Don't Drop the Box, Dropbox

Not long ago, cloud storage was extremely expensive to purchase. There was Dropbox at first, but Google, Microsoft, and then Apple soon offered cloud storage. Other smaller cloud storage services like Box exist too, but I won't focus on them in this post (I think they're just waiting to be acquired, and simply offering cloud storage isn't a viable business model). 

So that leaves Dropbox, which is not in a good place right now. Cloud storage has become a commodity; it's already offered for free in small storage amounts (around 30GB is given for free), and I expect unlimited cloud storage will be provided for free within the next few years from huge tech giants (Google, Microsoft, Apple, Amazon) which can subsidize it through their other revenue generators. Amazon already offers unlimited cloud storage for photo's for Prime subscribers, free of charge. Similarly, Microsoft offers unlimited OneDrive storage for Office 365 subscribers. Apple is slow to catch up here, but they will undoubtedly offer unlimited cloud storage too (they likely don't have the infrastructure to do so currently, but it's being built). The data centers are a fixed cost investment, and once they are built it costs very little to provide the additional users with cloud storage. And since these tech giants make money through their other services, they can afford to subsidize cloud storage, and tout it as an additional feature. Dropbox can't afford to do so, since cloud storage is their main money maker. 

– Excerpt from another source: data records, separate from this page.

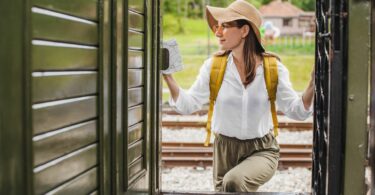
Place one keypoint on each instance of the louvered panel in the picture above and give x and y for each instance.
(136, 21)
(47, 88)
(135, 96)
(58, 143)
(135, 115)
(135, 40)
(135, 59)
(83, 184)
(136, 5)
(135, 168)
(135, 133)
(135, 151)
(80, 8)
(55, 56)
(54, 115)
(135, 78)
(48, 26)
(57, 172)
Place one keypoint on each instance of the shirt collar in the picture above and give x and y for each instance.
(231, 61)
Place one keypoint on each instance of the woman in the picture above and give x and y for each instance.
(246, 153)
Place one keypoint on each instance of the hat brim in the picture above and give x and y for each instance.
(215, 14)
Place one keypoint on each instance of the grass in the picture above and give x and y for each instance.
(298, 58)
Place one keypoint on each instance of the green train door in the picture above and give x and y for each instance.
(78, 98)
(136, 95)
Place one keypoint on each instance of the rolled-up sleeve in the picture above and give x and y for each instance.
(287, 99)
(193, 99)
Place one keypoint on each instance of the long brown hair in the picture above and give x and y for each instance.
(251, 50)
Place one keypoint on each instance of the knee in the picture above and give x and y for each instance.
(231, 182)
(237, 183)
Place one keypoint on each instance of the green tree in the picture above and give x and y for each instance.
(306, 5)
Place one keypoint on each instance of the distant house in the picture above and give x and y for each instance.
(290, 19)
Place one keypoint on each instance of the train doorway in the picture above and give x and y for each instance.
(334, 135)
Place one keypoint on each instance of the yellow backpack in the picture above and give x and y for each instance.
(216, 78)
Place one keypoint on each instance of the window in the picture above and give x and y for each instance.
(288, 22)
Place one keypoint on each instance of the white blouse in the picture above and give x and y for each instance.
(241, 112)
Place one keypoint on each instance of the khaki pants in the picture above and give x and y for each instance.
(244, 165)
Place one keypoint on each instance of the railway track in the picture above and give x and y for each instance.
(195, 154)
(200, 124)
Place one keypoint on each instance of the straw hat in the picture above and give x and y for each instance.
(239, 9)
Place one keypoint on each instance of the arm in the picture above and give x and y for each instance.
(288, 100)
(192, 100)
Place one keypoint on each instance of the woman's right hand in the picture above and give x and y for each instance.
(172, 85)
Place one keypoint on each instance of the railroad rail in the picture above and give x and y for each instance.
(195, 154)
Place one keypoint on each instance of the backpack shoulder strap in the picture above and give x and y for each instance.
(271, 79)
(219, 64)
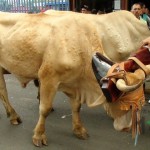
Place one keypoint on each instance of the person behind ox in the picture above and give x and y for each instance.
(146, 42)
(143, 15)
(136, 9)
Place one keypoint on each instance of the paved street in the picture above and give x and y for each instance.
(59, 127)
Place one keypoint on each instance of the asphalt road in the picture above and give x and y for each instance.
(59, 126)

Although I believe Dropbox's management knows that cloud storage isn't a sustainable business by itself, they haven't done enough to differentiate themselves. When broken down, Dropbox the company is three distinct products: Dropbox cloud storage, Mailbox, and Carousel. Dropbox purchased Mailbox in 2013, and launched its photo service Carousel in 2014, but in terms of products, that is all they've got. In most recent news, Dropbox also partnered with Microsoft, allowing Microsoft Office users to access the Dropbox directly from the apps. Here's my breakdown of those three Dropbox products:

Dropbox the service is unquestionably the best cloud storage provider - it's beautifully designed, cross-platform, fast, and extremely stable. But it's also the most expensive option, and great design will not convince users to pay when they can get a slightly worse designed cloud storage service for free.

Mailbox is a Gmail client, and how Dropbox plans to monetize this product is unclear. They can put ads into the app, but its been over a year since the acquisition, and no ads have been added yet. Of course, it can simply be a value-add for Dropbox subscribers, but it's currently offered even to free users.

The last product under the Dropbox umbrella is Carousel, which is also their least successful product. It's a glorified photo viewer that integrates with your Dropbox account. Again, nobody would pay extra for this when free options exist that are not much worse.

None of these things scream sustainable businesses. For people to pay for Dropbox, it must add considerably more value to them than competitor services. At the moment, this is not even close to being true.

That leaves Dropbox with a few, difficult options.

1) Sell Itself. Steve Jobs infamously called Dropbox a feature, not a product, when in negotiations to purchase it. While it looked for a little while that he was dead wrong, as soon as cloud storage became a commodity, Steve's quote seemed to ring true, and it certainly rings true today. Dropbox could easily find a purchaser today, and cash in for a few billion dollars. I would put their value at around $2B, but more speculative investors value it much higher. Google, Microsoft, and Apple would definitely be interested in such a purchase, if only for the design and engineering talent. 

2) Go Public. This can be a terrible option, as Twitter is currently learning. Going public would infuse Dropbox with a lot of cash, which it could use to hire more people and develop a larger portfolio of products. But I doubt that would give them a new business model and ways to become profitable 

3) Release More Products. This is easier said than done. In essence, what I'm saying here is that Dropbox should create entirely new products that may generate them revenues for sustainable growth. They tried with the acquisition of Mailbox and the creation of Carousel, but both of those products generate no revenue (goodwill, maybe, revenue, no) and function as slight supplements to Dropbox the service.

Dropbox is one of my favorite companies, which is why I want them to start thinking of how they will differentiate themselves. Currently, their future looks bleak. It would be a shame if they were acquired, but that looks like their best and most lucrative option.